No PT, sobretudo, a ordem é para não repetir com o atual governo o “golpe” contra a presidente afastada Dilma Rousseff. Em reunião de avaliação dos cenários políticos, na semana passada, dirigentes do PT chegaram a questionar se a possibilidade de o vice-presidente Hamilton Mourão assumir é melhor do que a permanência de Bolsonaro.

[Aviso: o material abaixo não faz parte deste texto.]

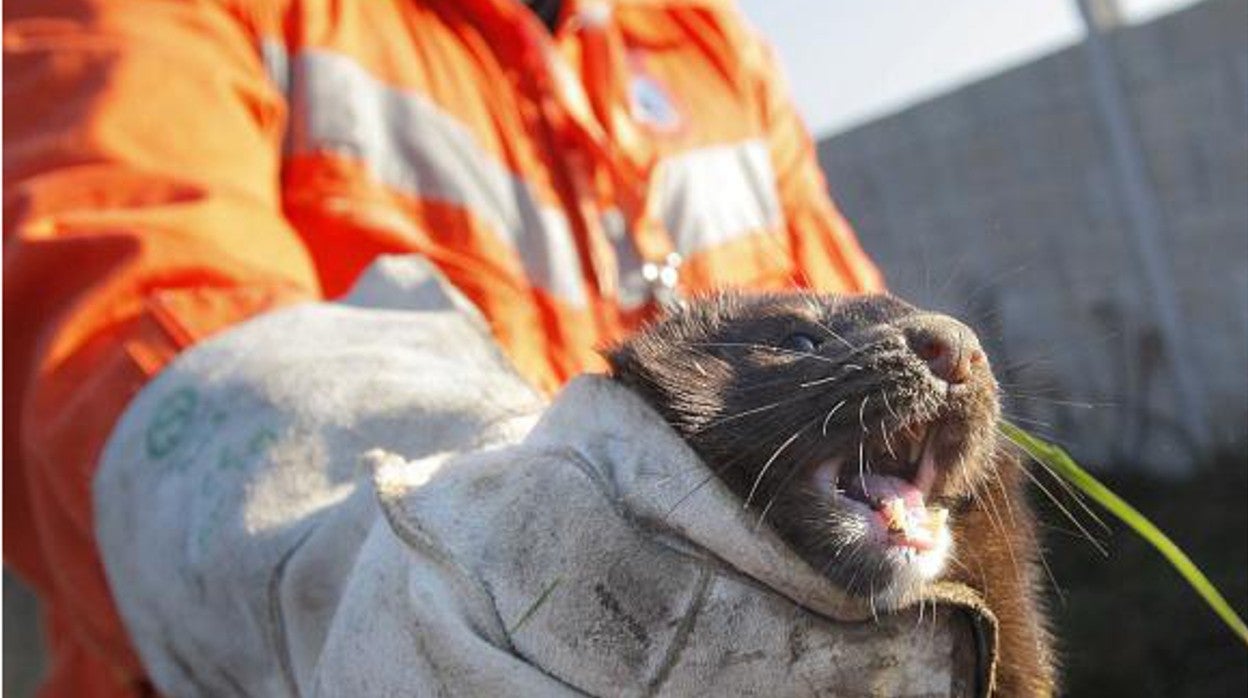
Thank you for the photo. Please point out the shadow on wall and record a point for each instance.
(999, 202)
(23, 649)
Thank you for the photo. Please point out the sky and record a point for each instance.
(849, 61)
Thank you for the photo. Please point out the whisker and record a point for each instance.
(771, 460)
(833, 411)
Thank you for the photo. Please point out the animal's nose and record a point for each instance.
(950, 349)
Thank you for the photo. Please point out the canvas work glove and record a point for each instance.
(362, 498)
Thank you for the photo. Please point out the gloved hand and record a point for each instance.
(476, 555)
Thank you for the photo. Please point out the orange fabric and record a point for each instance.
(150, 201)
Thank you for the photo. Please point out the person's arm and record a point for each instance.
(140, 214)
(824, 246)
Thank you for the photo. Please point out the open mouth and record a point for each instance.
(891, 480)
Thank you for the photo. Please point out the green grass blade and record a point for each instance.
(1056, 458)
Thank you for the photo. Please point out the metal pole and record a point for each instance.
(1143, 217)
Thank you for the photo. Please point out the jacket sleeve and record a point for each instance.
(825, 250)
(140, 214)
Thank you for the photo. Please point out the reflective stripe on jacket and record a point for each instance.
(175, 167)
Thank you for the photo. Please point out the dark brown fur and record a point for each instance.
(763, 406)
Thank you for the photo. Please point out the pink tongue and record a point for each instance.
(900, 506)
(882, 487)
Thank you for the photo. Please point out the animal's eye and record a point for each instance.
(800, 342)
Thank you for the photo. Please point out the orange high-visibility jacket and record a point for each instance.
(174, 167)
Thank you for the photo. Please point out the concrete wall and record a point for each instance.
(999, 202)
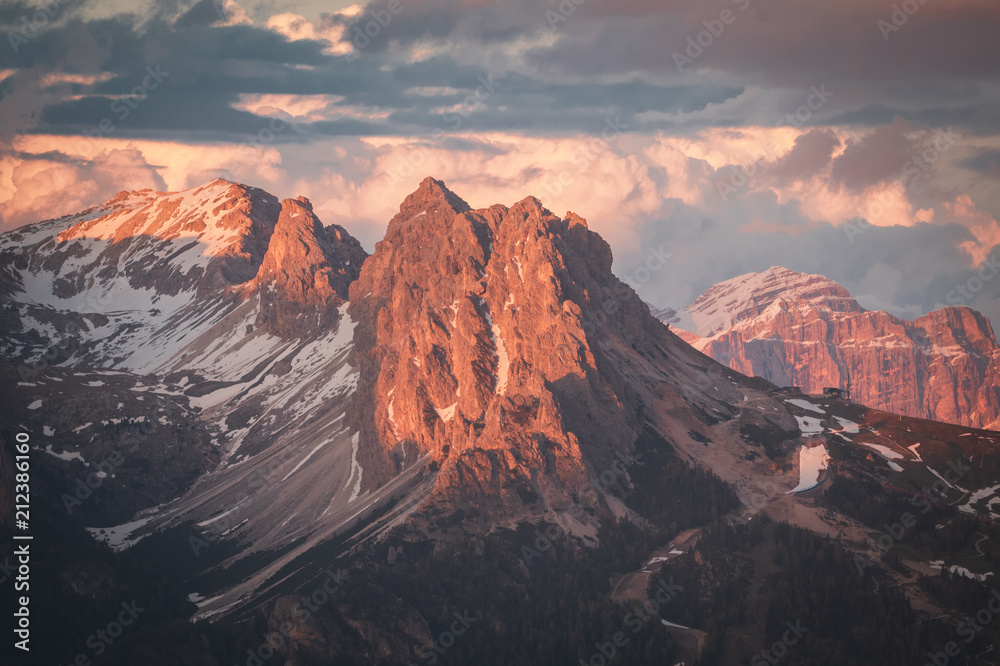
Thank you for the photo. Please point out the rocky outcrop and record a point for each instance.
(305, 273)
(497, 342)
(806, 330)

De Curitiba, onde está preso, o ex-presidente Luiz Inácio Lula da Silva ordenou que o partido intercale os ataques a Bolsonaro com propostas para a geração de empregos e recuperação da economia.

Os dirigentes que fazem parte do Fórum dos Partidos de Oposição decidiram também que vão acompanhar os desdobramentos da crise no governo e as manifestações de rua marcadas para os dias 26 (em favor de Bolsonaro) e 30 (contra os cortes do governo na educação) antes de decidirem os próximos passos. “A depender dos desdobramentos, a gente volta a se reunir”, disse Juliano.

As manifestações do dia 26, convocadas por simpatizantes do presidente Jair Bolsonaro nas redes sociais, estão provocando um racha na grande frente de direita que apoia o presidente – o grupo reúne militares, liberais, evangélicos, “lavajatistas”, antipetistas desgarrados e cidadãos comuns fartos da corrupção e da falta de segurança no país.